How does std::lock work with std::unique_lock objects?

Does std::lock call the lock() method of std::unique_lock?

std::unique_lock is Lockable, and std::lock will call lock() on it, which then lock()s the mutex.

Std：：only_lock是可锁的，std：：lock将对其调用lock()，然后锁定()S互斥锁。

Is std::lock responsible for actually locking the from and to mutexes, while the std::unique_lock objects merely manage the locks (i.e., release them when they go out of scope)?

std::unique_lock is perfectly capable of doing locking and unlocking a mutex on its own. The only thing it can't do is implement a deadlock free locking when multiple locks are involved.

UNIQUE_LOCK完全能够单独锁定和解锁互斥锁。它唯一不能做的就是在涉及多个锁的情况下实现无死锁锁定。

What is the advantage of using std::unique_lock with std::lock over directly passing std::mutex objects to std::lock?

You would have to manually unlock both mutexes afterwards, and this is bug-prone. It's a similar problem as std::unique_ptr vs. new/delete. It would be fine if you immediately wrapped both mutexes in a std::lock_guard though.
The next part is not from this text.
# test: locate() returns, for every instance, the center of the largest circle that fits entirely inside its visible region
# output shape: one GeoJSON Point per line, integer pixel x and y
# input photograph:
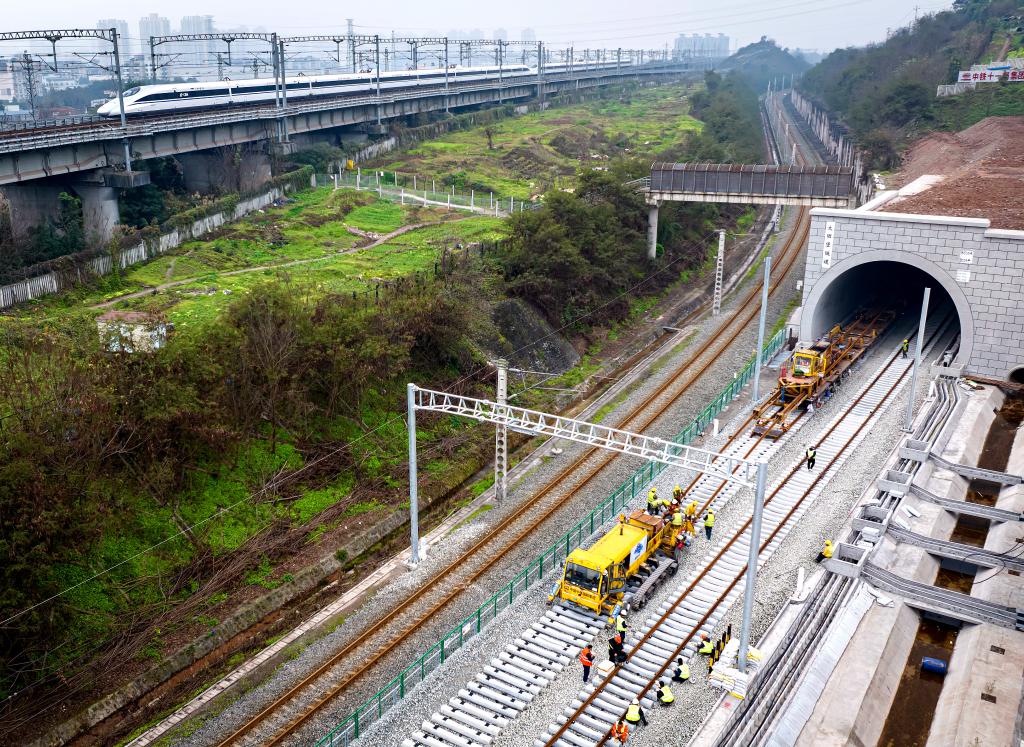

之后，您必须手动解锁这两个互斥锁，这很容易出错。这是一个与std：：only_ptr与new/Delete类似的问题。不过，如果您立即将两个互斥锁都包装在std：：lock_Guard中，就可以了。

Further Improvements

For use with std::lock, you could use a simpler lock than std::unique_lock:

要与std：：lock一起使用，您可以使用比std：：Unique_lock：

std::lock(from.mtx, to.mtx);
std::lock_guard<std::mutex> from_lock(from.mtx, std::adopt_lock);
std::lock_guard<std::mutex> to_lock(to.mtx, std::adopt_lock);

You only need std::unique_lock if you want to transfer ownership; otherwise you can use std::lock_guard (which is a slightly simpler type).

如果您想转移所有权，则只需要std：：only_lock；否则可以使用std：：lock_Guard(这是一种稍微简单一些的类型)。

If you're using C++17, things get even simpler with std::scoped_lock:

如果您使用的是C++17，那么使用std：：scope ed_lock会让事情变得更简单：

// CTAD, equivalent to std::scoped_lock<std::mutex, std::mutex> lock(...)
std::scoped_lock lock(from.mtx, to.mtx);

std::scoped_lock is a replacement for std::lock_guard and has deadlock free locking built into the constructor, similar to using std::lock.

STD：：Scope_Lock是STD：：Lock_Guard的替代，它在构造函数中内置了无死锁锁定，类似于使用STD：：Lock。

See also What's the best way to lock multiple std::mutex'es?

另请参阅锁定多个std：：mutex的最佳方式是什么？